I do not understand why ASDA cannot enforce its own ethical guidelines. From the outside looking in, it appears the situation so politically charged that the organization is impotent; frozen with inaction. In my opinion the ASDA is totally aware of the situation; I do not see value in beating this dead horse by continuing to contact them. If the ASDA is placing the highest priority on membership dues, then they should abolish the logo program and/or change their ethical guidelines.
I do not think the issue is people posting that they are avoiding ASDA logo sellers. I do not think the issue is eBay's oversight of the ASDA logo program. I think the issue is that the ASDA is promoting a logo program with members who do not meet their own ethical guidelines and have not responded to inquiries on this subject.
What possible excuse is there for ignoring inquiries on this subject for months and months?
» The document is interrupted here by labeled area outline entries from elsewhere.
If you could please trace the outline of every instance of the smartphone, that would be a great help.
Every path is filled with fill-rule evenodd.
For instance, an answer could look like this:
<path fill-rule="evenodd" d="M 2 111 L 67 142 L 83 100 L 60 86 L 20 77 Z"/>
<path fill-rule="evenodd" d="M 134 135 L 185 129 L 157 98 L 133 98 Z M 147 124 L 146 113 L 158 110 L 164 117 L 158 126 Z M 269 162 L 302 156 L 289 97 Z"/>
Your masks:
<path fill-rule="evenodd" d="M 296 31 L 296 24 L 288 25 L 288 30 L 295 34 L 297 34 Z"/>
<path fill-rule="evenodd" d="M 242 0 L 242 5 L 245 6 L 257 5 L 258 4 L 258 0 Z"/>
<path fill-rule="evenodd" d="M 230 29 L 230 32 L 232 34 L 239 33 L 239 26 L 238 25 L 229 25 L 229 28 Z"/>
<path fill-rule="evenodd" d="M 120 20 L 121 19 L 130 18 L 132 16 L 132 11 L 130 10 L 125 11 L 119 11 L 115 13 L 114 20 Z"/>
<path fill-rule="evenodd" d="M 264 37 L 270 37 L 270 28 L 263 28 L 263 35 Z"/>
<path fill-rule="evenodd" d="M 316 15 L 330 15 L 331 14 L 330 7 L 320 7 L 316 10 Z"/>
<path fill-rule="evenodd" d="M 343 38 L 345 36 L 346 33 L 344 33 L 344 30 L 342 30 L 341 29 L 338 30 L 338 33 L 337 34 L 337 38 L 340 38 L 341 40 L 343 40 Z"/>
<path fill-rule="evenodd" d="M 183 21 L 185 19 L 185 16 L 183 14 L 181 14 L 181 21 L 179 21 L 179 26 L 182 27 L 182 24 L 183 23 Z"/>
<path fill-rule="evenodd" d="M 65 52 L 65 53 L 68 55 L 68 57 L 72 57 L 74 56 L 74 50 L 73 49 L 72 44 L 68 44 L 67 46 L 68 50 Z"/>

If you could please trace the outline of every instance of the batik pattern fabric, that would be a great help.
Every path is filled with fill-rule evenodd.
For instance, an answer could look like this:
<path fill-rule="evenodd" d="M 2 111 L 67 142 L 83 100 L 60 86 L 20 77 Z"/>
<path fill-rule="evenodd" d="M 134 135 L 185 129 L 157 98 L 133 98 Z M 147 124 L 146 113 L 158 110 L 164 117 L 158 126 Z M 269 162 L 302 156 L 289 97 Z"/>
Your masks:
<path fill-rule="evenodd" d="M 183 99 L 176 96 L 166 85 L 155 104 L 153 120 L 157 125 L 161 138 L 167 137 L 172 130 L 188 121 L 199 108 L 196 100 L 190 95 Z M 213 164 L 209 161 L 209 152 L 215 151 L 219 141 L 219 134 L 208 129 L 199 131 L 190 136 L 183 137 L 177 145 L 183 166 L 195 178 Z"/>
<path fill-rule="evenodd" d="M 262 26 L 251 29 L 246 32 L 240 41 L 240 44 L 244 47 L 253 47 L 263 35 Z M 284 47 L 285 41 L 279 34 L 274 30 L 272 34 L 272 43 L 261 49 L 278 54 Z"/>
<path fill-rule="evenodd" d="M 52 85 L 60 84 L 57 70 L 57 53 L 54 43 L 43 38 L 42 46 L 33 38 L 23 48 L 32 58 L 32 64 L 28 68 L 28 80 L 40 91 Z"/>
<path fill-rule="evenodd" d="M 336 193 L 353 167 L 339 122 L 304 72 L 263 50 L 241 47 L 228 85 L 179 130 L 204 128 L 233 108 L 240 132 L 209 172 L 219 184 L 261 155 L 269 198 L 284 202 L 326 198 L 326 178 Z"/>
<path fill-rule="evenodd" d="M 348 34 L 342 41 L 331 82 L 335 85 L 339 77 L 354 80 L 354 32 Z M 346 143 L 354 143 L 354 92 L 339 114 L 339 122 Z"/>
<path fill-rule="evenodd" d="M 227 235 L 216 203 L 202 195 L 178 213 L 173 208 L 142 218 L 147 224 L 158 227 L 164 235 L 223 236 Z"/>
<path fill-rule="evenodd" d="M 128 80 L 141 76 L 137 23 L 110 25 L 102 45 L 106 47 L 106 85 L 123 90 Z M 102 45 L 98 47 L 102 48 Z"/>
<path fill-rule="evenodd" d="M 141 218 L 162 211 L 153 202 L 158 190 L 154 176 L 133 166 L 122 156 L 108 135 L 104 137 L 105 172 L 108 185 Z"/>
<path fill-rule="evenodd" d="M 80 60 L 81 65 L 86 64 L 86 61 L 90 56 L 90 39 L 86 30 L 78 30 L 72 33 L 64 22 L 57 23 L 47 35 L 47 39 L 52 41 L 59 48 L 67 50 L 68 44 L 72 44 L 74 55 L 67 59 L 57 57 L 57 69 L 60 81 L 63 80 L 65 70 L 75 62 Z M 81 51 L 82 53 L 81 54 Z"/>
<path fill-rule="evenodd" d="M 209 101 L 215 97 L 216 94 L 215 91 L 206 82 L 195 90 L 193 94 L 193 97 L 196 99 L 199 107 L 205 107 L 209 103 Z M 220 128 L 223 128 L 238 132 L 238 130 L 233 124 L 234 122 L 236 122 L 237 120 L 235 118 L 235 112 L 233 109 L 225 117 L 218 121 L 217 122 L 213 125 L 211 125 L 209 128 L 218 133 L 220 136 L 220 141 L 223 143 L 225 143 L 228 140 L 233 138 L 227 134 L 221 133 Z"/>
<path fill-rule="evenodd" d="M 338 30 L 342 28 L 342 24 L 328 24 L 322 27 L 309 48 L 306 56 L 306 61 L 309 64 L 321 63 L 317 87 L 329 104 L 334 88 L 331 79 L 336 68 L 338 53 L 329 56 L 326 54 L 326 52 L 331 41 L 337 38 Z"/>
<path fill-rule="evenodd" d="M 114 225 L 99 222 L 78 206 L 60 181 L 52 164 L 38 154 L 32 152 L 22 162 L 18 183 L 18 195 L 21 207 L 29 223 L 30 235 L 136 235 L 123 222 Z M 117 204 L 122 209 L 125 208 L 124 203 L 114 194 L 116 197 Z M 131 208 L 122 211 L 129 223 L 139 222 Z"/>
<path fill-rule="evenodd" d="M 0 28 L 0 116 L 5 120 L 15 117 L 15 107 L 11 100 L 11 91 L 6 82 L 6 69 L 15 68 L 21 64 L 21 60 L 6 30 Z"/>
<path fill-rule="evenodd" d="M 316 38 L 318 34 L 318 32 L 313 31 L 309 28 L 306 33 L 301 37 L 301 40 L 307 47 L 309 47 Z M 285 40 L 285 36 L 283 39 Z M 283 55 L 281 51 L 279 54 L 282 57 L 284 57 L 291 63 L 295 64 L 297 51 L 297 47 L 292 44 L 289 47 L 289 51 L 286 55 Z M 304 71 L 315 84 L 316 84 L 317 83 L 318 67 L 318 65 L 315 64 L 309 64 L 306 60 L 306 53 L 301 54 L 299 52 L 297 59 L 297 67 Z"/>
What a horrible optic it is to simply not respond. It would have taken 2 minutes to write a simple 'non-committal' response like 'Thank you for your inquiry, we are currently evaluating input and working through how best to use it to make improvements.'
The ball is 100% in the ASDA's court and ASDA members can influence change if desired. As long as there are obvious violations of ASDA guidelines there will be bad perceptions for the ASDA logo.
To build a good ASDA logo reputation the first step is to be responsive. Of course there will be some silly, frivolous, or other unjustified complaints against some members. But the mechanism for submitting complaints, evaluating complaints, and resolving complaints has to be perceived as fair and responsive. (A person like you or I could develop an online system that automates this in a day or two, this is not rocket science.) The results also have to be transparent.
Alternately, the ASDA could change their guidelines and allow practices being done by some of its current members. But they cannot ignore enforcing their own ethical guidelines and expect buyers to look upon the ASDA logo with confidence.